SANTIAGO, CHILE -- After years of bickering, Chile's opposition parties have agreed to pool their resources in a concerted effort to block Gen. Augusto Pinochet's bid for a new eight-year term as president.
The decision to pool personnel and funds in a joint voter registration drive represents a significant advance toward unity among the country's fractious opposition groups over how to bring about a return to democratic rule.
Since early in the year, several civic and political organizations have been campaigning separately for "free elections," urging Chileans to register to vote as a first step toward restoring democracy.
Galvanized by Pinochet's determination to run for president in a single-candidate plebiscite expected next year, the groups announced at a press conference last week that they would start coordinating publicity and mobilization events, set up a joint team of 100,000 volunteers and establish an independent center to monitor registration and voting.
The accord encompasses a broad spectrum of political parties, from moderate-left Socialists to some members of the rightist National Party. It excludes the Communist Party, which has objected to the registration drive, saying such a step would legitimize the military regime.
"This agreement creates a common apparatus while respecting party differences," said Andres Zaldivar, a senior Christian Democrat and one of the joint campaign's organizers.
In another development this week, the Christian Democrats, the country's largest party, began a lengthy process of formally registering as a party. The controversial move was defended by the party's new right-of-center leadership as both a good faith gesture to the regime and a means of claiming the right to post observers at polling places on election day.
Chile's numerous opposition parties have suffered from policy differences, personality conflicts and lack of money during 14 years of military rule. This year, the government offered to legalize non-Marxist parties and re-register voters.

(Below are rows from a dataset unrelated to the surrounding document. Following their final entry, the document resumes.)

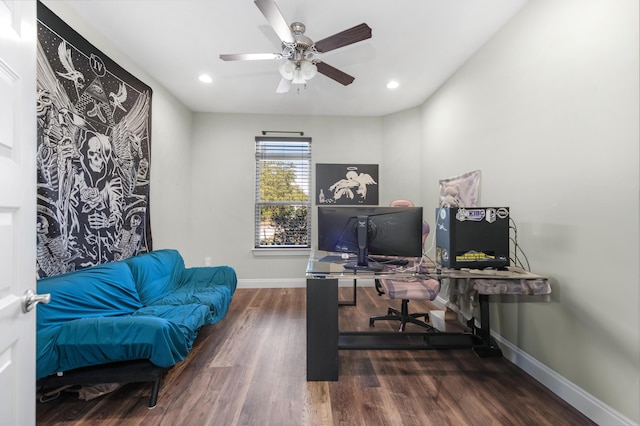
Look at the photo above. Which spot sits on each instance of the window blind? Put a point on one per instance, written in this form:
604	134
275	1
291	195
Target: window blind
283	192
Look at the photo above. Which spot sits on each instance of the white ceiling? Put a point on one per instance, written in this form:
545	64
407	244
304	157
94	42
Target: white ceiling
419	43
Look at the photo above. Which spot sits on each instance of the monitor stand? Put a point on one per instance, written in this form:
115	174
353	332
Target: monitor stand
363	263
370	266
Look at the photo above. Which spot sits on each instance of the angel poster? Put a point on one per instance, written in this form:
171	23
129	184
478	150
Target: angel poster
94	127
347	184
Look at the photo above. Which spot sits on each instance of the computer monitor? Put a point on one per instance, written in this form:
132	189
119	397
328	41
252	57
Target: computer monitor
365	231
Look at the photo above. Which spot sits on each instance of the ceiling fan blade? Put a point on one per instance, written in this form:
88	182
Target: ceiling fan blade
334	73
250	56
284	86
344	38
270	11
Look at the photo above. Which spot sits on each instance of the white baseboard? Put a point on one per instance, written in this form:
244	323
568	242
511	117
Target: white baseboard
293	283
582	401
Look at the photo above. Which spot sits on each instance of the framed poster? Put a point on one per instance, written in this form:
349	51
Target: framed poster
347	184
93	158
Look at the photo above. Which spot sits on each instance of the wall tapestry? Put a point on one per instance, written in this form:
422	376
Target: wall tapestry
347	184
94	128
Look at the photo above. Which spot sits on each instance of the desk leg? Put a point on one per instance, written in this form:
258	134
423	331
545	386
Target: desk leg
490	348
350	302
322	329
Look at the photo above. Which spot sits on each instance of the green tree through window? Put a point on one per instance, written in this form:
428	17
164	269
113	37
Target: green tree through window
283	199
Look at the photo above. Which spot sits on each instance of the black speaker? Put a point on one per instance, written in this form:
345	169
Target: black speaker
472	237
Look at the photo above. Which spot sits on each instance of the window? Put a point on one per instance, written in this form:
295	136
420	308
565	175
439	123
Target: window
283	192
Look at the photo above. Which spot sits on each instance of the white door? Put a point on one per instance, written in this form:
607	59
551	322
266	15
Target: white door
18	36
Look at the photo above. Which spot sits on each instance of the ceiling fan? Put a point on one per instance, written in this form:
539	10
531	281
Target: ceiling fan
300	51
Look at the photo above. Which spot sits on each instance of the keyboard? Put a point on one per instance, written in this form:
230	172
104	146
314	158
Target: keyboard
389	261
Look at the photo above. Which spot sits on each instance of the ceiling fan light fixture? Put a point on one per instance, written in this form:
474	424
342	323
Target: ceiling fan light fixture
308	70
298	77
287	69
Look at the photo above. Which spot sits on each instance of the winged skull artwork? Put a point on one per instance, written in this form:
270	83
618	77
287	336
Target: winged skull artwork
92	160
353	181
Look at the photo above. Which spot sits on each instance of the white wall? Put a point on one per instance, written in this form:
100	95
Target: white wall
548	111
223	160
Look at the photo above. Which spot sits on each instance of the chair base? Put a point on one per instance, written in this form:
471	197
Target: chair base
404	317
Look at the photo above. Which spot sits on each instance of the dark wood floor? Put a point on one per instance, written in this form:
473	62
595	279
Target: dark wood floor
249	369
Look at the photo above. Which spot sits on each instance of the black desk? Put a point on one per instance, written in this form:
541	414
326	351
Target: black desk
324	339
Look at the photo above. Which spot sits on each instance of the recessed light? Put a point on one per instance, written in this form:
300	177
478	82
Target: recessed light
205	78
393	84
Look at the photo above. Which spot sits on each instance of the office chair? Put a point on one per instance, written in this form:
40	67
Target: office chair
406	289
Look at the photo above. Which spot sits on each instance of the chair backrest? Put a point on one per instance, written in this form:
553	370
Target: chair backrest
425	225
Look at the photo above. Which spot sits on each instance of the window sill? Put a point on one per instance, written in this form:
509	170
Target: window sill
266	252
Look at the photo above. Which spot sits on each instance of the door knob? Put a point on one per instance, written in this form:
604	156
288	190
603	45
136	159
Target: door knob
31	299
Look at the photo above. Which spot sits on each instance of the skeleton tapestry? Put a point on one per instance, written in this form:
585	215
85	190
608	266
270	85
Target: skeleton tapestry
93	154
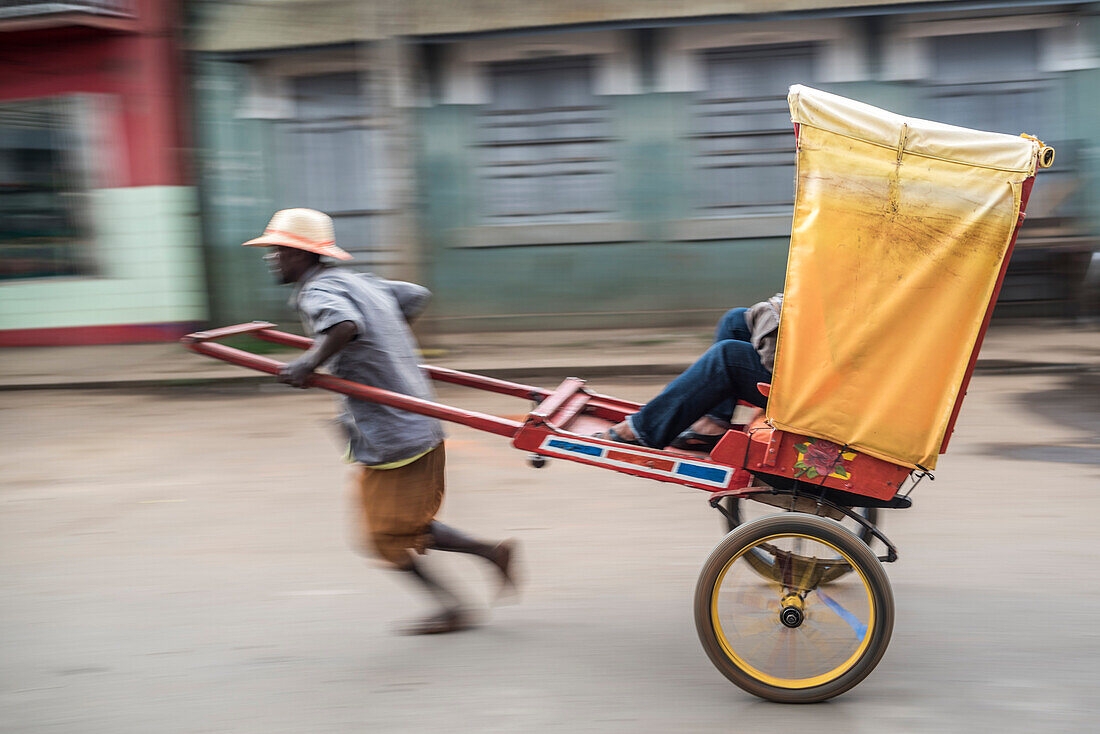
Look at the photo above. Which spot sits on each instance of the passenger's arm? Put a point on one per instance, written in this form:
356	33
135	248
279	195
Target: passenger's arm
326	344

Despite the new steps toward unity, the parties remain far from agreement on a common platform or a common candidate to run against Pinochet. In the absence of both, Pinochet continues to claim that he represents the best alternative for Chile.
The 1980 Constitution calls for a plebiscite to confirm or veto a presidential nominee who is due to be selected in 1988 by the commanders of the three armed forces and the police. Pinochet has given every indication he intends to be that candidate and stay in power until 1997.
Opinion surveys show less than 20 percent of the population favors keeping the 71-year-old Pinochet. But the government has apparently been counting on a high level of registration among its supporters and a low level among its opponents.
By encouraging more people to register, opposition groups hope to increase the probability of a large "no" vote in the plebiscite and possibly even persuade Pinochet ahead of time not to run.
The registration drive, though, has been slow in getting off the ground and still faces a number of obstacles. Funds for advertising and organizing are scarce. Opposition parties have no legal right to equal time on national television, which the government uses extensively.
Apathy among Chileans is high. Only 2 million out of nearly 8 million eligible voters have signed up since electoral registers were opened in February to replace the records destroyed in the 1973 coup that brought Pinochet to power.
"The principal problem we're facing is that people think it is impossible to defeat a dictator through elections," said Ricardo Lagos, a Socialist leader and another of the campaign organizers.
The government has also made registration expensive for many Chileans. As a first step, a citizen must obtain a new state-issued identity card, which, along with a requisite photo, costs the equivalent of $1.50 -- or more than half a day's pay for an average laborer -- not to mention time lost from work. About 6 million Chileans have obtained the cards, officials say.
Coordinating Pinochet's campaign are officers on his presidential staff and in the Ministry of Interior. They are assisted by appointed provincial governors and mayors who, according to a confidential document distributed to mayors at a closed-door meeting last month, have been instructed to "neutralize" opposition forces, cultivate community leaders sympathetic to the government and use municipal resources to seek electoral support for the regime.
Pinochet's main political threat appears to come not from outside but from inside his own government. He faces resistance from other service commanders who have said the next president should be a civilian. The junta members are likely to proceed cautiously, though, for fear of provoking the Chilean leader into some kind of clampdown.
Gen. Humberto Gordon, the Army's representative on the four-man junta, signaled a possible compromise recently when he told reporters that Pinochet would become a civilian if elected in the plebiscite.
This would meet a growing concern in the armed forces that Pinochet should not risk the prestige of the military by running as the Army's commander-in-chief in a vote he could well lose.